In short – this intention is to want to know the truth, to be happier, and to suffer less.

Buddha Shakyamuni, meditation posture
Dordenma Buddha, overlooking the Thimphu Valley, Bhutan

The reasoning behind meditating or wanting a different kind of travel experience, such as a pilgrimage, stems from the appreciation that there is a connection between our internal selves (who we think we are) and our external environment. Through our actions this connection creates the experience of either well-being or suffering. To be able to connect with what is, we need to have access to the present moment of whatever is happening inside and outside of us. Luckily, our present situation is always accessible, but our minds aren’t always at our command. Deep-seeded habitual patterns cause our minds to wander, so the practice of ‘calm abiding’ shamata meditation is a necessary practice in order to calm and relax the mind. Creating a more calm and relaxed mind is the first step on the path of meditation and is a result of practice.

With mental stability it is possible to cultivate noble qualities such as compassion and wisdom, and to be of benefit to others. Having a mind that is malleable we could even create the conditions in which we can discover real lasting happiness and to cut the root of suffering once and for all.

A local stupa in Bhutan

Going on a pilgrimage will not take away all our causes of suffering, but by visiting these birth places of ‘mindfulness’, paying homage to sacred sites where great yogis and yoginis have tirelessly practiced and as a result realized the nature of their minds, we can go with the intention that we want the same for ourselves – to realize the truth, to be happy, and to be free from suffering.

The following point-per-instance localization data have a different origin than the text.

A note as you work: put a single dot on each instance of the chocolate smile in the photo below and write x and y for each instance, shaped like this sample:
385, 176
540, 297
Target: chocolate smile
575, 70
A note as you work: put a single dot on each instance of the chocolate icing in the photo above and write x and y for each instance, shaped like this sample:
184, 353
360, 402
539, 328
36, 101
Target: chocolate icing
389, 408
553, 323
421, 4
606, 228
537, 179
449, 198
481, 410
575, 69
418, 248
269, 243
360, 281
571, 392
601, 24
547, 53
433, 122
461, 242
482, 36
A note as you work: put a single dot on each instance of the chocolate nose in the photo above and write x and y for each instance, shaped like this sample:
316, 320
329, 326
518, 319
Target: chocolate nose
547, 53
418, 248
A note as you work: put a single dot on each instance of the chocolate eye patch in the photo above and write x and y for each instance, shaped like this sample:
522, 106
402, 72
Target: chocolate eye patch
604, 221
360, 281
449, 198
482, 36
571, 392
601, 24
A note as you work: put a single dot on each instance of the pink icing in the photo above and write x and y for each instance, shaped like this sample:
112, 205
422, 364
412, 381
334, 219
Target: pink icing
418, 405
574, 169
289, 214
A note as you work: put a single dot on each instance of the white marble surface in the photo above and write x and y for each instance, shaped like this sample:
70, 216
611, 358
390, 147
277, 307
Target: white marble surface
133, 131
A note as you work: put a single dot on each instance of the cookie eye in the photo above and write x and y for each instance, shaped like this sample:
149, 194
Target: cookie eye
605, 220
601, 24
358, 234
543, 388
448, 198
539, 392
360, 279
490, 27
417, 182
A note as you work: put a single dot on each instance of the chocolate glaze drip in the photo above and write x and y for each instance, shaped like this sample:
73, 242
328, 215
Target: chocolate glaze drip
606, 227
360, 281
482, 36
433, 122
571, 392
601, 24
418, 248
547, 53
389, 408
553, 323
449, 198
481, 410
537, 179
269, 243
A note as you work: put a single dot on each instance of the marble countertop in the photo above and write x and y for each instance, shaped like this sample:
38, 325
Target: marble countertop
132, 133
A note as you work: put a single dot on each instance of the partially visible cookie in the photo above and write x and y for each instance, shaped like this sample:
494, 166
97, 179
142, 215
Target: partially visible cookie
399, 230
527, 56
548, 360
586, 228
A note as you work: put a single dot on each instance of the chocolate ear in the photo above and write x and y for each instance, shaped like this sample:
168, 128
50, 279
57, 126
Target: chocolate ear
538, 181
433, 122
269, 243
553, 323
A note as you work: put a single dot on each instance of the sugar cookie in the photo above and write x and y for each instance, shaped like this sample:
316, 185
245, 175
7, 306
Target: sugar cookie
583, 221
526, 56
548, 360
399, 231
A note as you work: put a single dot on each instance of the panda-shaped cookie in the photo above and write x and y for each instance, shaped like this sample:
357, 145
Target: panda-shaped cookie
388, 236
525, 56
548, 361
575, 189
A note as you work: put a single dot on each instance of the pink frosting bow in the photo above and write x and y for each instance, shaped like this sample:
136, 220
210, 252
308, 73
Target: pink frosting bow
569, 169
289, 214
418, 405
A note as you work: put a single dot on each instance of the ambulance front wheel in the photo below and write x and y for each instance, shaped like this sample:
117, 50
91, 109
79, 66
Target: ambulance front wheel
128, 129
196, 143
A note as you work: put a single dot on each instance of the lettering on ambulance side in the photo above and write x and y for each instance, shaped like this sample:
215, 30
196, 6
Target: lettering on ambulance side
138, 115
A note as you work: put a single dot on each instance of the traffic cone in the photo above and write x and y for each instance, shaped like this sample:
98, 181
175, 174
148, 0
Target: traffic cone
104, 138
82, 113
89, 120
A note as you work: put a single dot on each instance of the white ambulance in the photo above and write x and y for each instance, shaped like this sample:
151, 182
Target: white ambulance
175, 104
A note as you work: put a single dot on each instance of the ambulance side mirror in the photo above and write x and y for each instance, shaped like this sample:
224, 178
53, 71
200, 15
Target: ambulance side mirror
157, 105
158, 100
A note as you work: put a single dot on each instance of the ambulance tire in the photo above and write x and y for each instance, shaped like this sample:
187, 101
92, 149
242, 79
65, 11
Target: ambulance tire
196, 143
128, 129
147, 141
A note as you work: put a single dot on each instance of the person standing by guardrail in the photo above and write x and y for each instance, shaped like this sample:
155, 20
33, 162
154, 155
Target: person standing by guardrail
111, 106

We find that an authentic pilgrimage actually combines travel to sacred sites with our very own ‘mind-training’ practice. Exploring caves, monasteries, shrines, and the vast landscapes of the Himalayas while investigating our minds with the ‘tried, tested and true’ contemplative process called meditation, we can make a sincere connection to these places which may deeply inspire our lives and our practice.

Pilgrims at the Asura cave in Pharping, Kathmandu Valley

The practice of meditation is simply a tool to bring your mind back to a place of naked awareness, to a place of basic space with yourself and the environment. It is simply a technique with which to uncover all the layers of hope, fear, grasping, and judgement that are all such strong habits which cloud the mind. With the practice of meditation we can learn to come back to ourselves, to become familiar with the groundless, unfabricated, and raw quality of who we are and what is real. Perhaps the notion of our ‘self’ isn’t as solid or as permanent as it seems to be, and perhaps this is good news!